I am trying to charge this Li-Ion battery (https://www.sparkfun.com/products/339) with a small dc generator.

It is attached to an anemometer and i can get 100 mV and 20 mA in a normal windy day.

I have this dc/dc converter to boost the 100mV to 4.1V so i can charge the battery (https://www.linear.com/product/LTC3108)

What i need now is to manage the battery so it won't overcharge and don't let it discharge completely.

This circuit is to power an Arduino Fio, so i need low power.

Can someone help me?
 

Your power levels are low enough that you can use a simple zener diode regulator. Select a value equal to the safe voltage limit for your battery.

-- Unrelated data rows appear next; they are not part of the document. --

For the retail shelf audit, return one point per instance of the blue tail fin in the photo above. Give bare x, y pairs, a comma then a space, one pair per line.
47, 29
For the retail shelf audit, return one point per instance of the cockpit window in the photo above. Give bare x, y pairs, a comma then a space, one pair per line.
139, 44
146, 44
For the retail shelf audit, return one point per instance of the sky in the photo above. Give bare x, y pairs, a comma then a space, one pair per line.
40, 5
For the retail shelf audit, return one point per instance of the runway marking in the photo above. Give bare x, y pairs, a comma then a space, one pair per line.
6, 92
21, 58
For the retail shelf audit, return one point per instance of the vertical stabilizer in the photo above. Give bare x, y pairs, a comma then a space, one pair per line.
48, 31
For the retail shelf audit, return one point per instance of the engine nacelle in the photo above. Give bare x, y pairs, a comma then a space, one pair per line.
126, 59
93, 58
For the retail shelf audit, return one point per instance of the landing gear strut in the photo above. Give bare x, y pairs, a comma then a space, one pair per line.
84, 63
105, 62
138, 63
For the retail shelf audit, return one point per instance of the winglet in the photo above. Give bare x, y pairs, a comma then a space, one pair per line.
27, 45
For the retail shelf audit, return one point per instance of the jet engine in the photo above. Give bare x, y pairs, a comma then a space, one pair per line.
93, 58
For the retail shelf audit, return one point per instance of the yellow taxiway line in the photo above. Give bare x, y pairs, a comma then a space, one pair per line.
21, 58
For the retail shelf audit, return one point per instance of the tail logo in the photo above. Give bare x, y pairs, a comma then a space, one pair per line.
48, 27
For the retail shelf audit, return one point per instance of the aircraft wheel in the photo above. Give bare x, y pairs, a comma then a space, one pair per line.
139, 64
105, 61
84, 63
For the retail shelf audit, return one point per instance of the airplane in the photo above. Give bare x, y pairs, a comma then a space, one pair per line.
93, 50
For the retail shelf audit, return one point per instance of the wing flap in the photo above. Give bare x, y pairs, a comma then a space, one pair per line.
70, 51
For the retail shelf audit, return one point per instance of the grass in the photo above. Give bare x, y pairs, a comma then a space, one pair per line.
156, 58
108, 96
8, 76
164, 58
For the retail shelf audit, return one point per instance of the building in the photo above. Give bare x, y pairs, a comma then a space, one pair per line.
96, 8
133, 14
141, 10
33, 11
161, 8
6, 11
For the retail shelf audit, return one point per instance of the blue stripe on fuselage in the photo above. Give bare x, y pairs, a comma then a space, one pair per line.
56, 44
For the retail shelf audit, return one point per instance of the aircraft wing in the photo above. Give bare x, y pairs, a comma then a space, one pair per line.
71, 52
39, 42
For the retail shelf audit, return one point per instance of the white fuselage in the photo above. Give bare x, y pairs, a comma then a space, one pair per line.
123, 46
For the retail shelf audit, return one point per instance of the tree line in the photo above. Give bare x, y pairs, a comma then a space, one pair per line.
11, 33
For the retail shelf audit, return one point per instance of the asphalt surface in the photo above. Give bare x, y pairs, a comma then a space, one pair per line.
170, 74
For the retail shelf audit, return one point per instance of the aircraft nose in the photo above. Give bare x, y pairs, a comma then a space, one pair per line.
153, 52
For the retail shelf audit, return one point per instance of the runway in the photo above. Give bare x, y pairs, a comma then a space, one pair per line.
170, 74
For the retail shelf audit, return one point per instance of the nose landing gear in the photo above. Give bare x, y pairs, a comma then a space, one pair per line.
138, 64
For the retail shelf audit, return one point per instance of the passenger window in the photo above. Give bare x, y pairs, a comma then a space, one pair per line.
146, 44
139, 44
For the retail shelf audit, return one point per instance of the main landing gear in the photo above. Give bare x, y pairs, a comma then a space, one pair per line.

It may not be easy to obtain the exact value you need. Try stringing together a series of zeners/ diodes/ led's. The TL431 is ideal for this purpose because it works like an adjustable zener.
 

100mV X 20mA = 2mW
Substract at least 20% for the conversion and another 20% for the battery's efficiency. That will leave you with slightly above 1.5mW.

Will that be enough?
The battery is 1000mA/h X 3.7V or 3700mW/h. It will take you in excess of 100 days to charge it fully.
And that is without any load.

EDIT: After reading the converter's datasheet, I noticed that I overestimated its efficiency.....it will take much longer to recharge the battery.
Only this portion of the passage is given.